MediGuard-AI is an end-to-end AI-driven medical insurance claim processing system that combines Tesseract OCR, Random Forest classifier, and modern web technologies to enable automatic medical document recognition, fraud detection, and claim decision-making. This system aims to address the pain points of traditional claim processes such as being cumbersome, error-prone, high fraud losses, and long claim cycles, and improve audit efficiency and accuracy through automated processes.

## Background: Pain Points and Challenges of Medical Insurance Claims

Traditional medical insurance claim processes rely heavily on manual audits, from receiving documents to verifying terms and making decisions, which is time-consuming and labor-intensive, and can easily lead to fraudulent claims being approved or legitimate claims being rejected due to human negligence. The global medical insurance industry loses tens of billions of dollars annually due to fraud, and patients often complain about long claim cycles. How to improve efficiency while ensuring accuracy is a common challenge for the industry.

## Project Overview: Goals and Positioning of MediGuard-AI

MediGuard-AI is an open-source semester project developed by Srijan0409, using a full-stack architecture that integrates front-end interaction, back-end services, OCR, and machine learning. Its core goals are: users upload medical documents in PDF/image format, the system automatically extracts key information, calculates fraud probability scores, and provides "approve" or "reject" decision recommendations, with the entire process requiring no manual intervention and a response time in seconds.

## Technical Architecture Analysis: Composition of Full-Stack Modules

The system consists of five modules:
1. Front-end: Built with pure HTML/CSS/JS, lightweight and easy to deploy, with file upload via Fetch API.
2. Back-end: Node.js + Express framework, responsible for routing and business logic, calling OCR and Python ML subprocesses.
3. OCR engine: Tesseract.js, supporting over 100 languages, recognizing printed text, handwriting, and table text.
4. ML module: Python + Scikit-Learn's Random Forest classifier, trained to generate .pkl models and return fraud probability predictions.
5. Data persistence: MongoDB + Mongoose, saving upload metadata, text, prediction results, etc., for auditing and iteration.

## Fraud Detection Strategy: Combination of Rules and Machine Learning

The system adopts a hybrid strategy of rules + machine learning: OCR extracts high-risk keywords (such as "emergency", "surgery", "altered") from the text, and their frequency and context are used as features input into the Random Forest model.
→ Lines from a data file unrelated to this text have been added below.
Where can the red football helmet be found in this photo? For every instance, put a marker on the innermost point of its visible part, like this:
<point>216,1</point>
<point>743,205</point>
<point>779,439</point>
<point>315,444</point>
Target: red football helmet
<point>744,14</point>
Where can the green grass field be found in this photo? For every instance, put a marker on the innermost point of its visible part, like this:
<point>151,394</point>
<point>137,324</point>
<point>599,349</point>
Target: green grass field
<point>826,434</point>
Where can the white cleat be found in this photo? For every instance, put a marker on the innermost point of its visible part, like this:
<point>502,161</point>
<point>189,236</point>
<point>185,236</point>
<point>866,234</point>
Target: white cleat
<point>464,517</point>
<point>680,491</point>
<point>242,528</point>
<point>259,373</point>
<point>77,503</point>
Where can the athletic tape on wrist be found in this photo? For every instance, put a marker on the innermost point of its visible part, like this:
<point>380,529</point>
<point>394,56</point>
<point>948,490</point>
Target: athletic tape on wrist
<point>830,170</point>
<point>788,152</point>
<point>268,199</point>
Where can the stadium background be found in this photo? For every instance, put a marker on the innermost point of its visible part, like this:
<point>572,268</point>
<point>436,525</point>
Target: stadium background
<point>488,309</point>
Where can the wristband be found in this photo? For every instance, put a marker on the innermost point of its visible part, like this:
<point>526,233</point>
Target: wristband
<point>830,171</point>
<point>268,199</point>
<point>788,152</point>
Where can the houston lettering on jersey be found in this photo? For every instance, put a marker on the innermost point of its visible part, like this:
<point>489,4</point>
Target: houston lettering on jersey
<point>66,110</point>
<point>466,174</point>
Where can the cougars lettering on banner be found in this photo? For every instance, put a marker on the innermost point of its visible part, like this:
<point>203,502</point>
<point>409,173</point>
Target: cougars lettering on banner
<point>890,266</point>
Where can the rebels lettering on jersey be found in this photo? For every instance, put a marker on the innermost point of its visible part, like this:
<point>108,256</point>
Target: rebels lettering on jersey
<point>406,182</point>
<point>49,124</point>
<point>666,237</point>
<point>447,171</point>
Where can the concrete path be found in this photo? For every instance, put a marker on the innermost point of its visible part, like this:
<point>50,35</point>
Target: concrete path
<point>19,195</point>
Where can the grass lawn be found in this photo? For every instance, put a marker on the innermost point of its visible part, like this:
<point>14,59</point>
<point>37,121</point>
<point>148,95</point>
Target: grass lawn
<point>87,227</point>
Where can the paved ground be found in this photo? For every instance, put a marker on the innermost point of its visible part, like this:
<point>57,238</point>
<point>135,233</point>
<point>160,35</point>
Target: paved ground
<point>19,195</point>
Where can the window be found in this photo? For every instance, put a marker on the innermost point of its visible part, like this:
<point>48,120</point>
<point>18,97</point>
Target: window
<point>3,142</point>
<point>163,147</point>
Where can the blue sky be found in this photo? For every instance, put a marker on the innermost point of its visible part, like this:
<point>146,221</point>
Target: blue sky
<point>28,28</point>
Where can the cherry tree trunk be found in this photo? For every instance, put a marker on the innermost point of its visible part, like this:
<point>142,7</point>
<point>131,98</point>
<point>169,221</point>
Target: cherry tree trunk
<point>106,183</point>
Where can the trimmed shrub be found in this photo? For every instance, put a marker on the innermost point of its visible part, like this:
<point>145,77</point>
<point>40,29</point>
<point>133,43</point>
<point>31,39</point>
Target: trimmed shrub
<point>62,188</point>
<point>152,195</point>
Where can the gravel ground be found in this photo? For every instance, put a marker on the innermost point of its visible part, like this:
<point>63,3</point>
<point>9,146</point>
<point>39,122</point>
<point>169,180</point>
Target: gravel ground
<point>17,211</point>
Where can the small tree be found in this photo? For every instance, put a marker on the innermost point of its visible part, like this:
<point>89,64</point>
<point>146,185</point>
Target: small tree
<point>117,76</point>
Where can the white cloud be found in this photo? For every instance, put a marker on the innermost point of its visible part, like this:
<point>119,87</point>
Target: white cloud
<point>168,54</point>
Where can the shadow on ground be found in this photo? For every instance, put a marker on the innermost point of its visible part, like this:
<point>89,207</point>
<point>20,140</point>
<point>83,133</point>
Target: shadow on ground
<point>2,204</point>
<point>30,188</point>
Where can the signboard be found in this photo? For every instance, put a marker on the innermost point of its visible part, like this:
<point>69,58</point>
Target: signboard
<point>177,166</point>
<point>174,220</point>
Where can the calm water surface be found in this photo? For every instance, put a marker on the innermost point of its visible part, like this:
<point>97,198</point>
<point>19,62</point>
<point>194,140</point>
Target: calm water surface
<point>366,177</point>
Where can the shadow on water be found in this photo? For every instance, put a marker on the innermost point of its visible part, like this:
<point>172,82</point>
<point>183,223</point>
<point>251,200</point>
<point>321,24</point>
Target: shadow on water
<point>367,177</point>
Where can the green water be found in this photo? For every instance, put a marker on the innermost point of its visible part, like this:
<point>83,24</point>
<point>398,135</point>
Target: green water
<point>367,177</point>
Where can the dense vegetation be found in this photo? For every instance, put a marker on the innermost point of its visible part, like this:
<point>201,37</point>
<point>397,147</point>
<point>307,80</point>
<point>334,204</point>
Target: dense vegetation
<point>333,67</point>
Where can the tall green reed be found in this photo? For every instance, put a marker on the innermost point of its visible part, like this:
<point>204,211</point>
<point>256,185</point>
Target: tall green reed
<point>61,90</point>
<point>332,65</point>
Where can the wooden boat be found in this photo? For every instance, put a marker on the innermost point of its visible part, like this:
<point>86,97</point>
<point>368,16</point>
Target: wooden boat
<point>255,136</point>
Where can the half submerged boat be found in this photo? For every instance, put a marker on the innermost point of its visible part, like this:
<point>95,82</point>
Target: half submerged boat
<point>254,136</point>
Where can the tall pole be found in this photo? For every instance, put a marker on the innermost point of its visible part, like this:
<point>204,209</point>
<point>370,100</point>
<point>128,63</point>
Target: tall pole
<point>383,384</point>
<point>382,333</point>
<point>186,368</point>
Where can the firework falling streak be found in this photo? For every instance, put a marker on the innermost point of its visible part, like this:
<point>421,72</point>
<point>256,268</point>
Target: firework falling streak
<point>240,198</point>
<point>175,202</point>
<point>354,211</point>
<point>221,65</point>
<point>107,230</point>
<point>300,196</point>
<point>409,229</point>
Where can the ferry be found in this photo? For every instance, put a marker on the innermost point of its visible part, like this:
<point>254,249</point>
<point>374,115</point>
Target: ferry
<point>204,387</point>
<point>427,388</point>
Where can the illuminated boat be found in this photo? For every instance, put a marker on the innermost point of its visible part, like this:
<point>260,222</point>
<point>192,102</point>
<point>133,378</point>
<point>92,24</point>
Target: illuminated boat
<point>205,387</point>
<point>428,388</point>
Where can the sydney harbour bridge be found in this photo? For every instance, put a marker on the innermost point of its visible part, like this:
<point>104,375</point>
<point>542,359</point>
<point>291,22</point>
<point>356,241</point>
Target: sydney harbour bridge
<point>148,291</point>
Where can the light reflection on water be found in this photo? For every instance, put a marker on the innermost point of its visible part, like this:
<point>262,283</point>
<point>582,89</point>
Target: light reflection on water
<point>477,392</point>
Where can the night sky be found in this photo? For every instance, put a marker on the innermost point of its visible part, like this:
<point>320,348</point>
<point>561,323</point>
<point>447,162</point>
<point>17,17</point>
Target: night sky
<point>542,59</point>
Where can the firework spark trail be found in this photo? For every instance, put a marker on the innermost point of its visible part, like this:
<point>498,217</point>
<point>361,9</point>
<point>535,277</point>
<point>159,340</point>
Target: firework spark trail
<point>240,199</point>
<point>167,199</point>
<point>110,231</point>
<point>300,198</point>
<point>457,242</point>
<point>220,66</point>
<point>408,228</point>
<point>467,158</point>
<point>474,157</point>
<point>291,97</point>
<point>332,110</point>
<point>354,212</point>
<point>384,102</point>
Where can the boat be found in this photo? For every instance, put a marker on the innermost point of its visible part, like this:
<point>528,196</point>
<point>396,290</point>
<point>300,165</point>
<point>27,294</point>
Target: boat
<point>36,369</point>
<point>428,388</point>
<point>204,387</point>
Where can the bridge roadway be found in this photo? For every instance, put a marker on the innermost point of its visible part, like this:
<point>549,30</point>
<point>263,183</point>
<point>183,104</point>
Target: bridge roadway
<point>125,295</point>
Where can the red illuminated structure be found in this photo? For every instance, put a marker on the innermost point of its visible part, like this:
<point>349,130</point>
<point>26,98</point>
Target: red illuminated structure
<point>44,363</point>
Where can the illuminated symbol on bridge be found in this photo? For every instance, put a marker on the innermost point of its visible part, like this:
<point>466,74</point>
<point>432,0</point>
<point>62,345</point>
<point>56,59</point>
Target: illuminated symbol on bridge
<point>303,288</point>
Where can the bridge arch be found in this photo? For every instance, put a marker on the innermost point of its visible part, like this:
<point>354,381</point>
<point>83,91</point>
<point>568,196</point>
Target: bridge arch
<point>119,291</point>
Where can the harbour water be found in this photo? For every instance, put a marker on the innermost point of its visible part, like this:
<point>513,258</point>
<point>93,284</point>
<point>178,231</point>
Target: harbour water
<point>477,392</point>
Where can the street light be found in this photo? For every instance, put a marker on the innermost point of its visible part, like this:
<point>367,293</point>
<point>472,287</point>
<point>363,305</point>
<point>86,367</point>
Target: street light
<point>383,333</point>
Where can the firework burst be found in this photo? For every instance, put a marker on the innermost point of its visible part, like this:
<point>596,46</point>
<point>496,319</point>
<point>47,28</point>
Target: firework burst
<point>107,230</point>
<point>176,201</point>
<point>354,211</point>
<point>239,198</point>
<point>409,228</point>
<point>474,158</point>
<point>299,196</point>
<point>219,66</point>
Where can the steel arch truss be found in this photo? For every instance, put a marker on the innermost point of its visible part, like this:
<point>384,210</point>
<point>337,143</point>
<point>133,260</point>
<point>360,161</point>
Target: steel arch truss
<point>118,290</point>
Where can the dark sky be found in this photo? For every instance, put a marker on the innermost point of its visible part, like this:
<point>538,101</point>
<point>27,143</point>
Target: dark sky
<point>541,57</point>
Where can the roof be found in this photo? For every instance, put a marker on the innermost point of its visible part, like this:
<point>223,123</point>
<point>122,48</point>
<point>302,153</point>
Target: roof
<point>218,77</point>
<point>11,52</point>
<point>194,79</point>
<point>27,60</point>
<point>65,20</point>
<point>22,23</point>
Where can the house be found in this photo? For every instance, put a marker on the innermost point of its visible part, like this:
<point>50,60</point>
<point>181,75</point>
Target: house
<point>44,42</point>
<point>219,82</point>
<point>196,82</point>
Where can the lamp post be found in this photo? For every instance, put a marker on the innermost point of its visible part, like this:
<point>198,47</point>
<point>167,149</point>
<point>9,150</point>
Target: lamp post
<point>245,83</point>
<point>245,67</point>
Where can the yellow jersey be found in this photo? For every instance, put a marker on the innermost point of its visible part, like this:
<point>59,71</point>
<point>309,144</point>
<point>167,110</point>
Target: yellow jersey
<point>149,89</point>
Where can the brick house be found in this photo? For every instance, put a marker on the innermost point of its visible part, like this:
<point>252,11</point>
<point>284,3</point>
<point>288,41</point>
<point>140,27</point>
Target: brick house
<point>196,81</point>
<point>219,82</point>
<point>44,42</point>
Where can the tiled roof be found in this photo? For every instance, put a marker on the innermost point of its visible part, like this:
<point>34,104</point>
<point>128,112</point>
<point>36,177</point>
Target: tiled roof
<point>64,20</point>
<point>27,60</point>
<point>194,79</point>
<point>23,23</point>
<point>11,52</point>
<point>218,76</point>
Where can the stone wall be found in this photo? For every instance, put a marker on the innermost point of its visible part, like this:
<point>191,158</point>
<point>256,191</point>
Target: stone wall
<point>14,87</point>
The rule engine quickly marks obviously suspicious cases, while ML captures subtle fraud patterns; the two complement each other to improve detection effectiveness.

## Deployment and Usage: Steps and Process

Deployment requires installing Node.js (v14+), Python 3.9+, and MongoDB Community Edition. The steps are as follows:
1. Clone the project code
2. Install Python dependencies: pip install -r ml-model/requirements.txt
3. Train the model: python ml-model/train.py
4. Install Node dependencies: npm install
5. Start the service: npm start
6. Visit http://localhost:5000
When using, upload test documents, and the system will display the fraud probability percentage and final decision in real time.

## Limitations and Improvements: Areas for Project Enhancement

As a semester project, it has the following limitations: OCR accuracy is limited for complex layouts/low-quality scanned documents; Random Forest performs less well than deep learning on large-scale high-dimensional data; security design (user authentication, input validation) is relatively simple. Improvement directions: Introduce LayoutLM to enhance OCR; use Wide&Deep instead of Random Forest; add multi-language support and improve audit logs.

## Conclusion: Value and Significance of the Project

MediGuard-AI is an excellent entry-level AI application project that fully demonstrates the process of integrating OCR, traditional machine learning, and web technologies to solve practical business problems. For developers who want to understand the application of AI in fintech, it is a good learning case covering the entire process from data preprocessing to model deployment, with high educational value.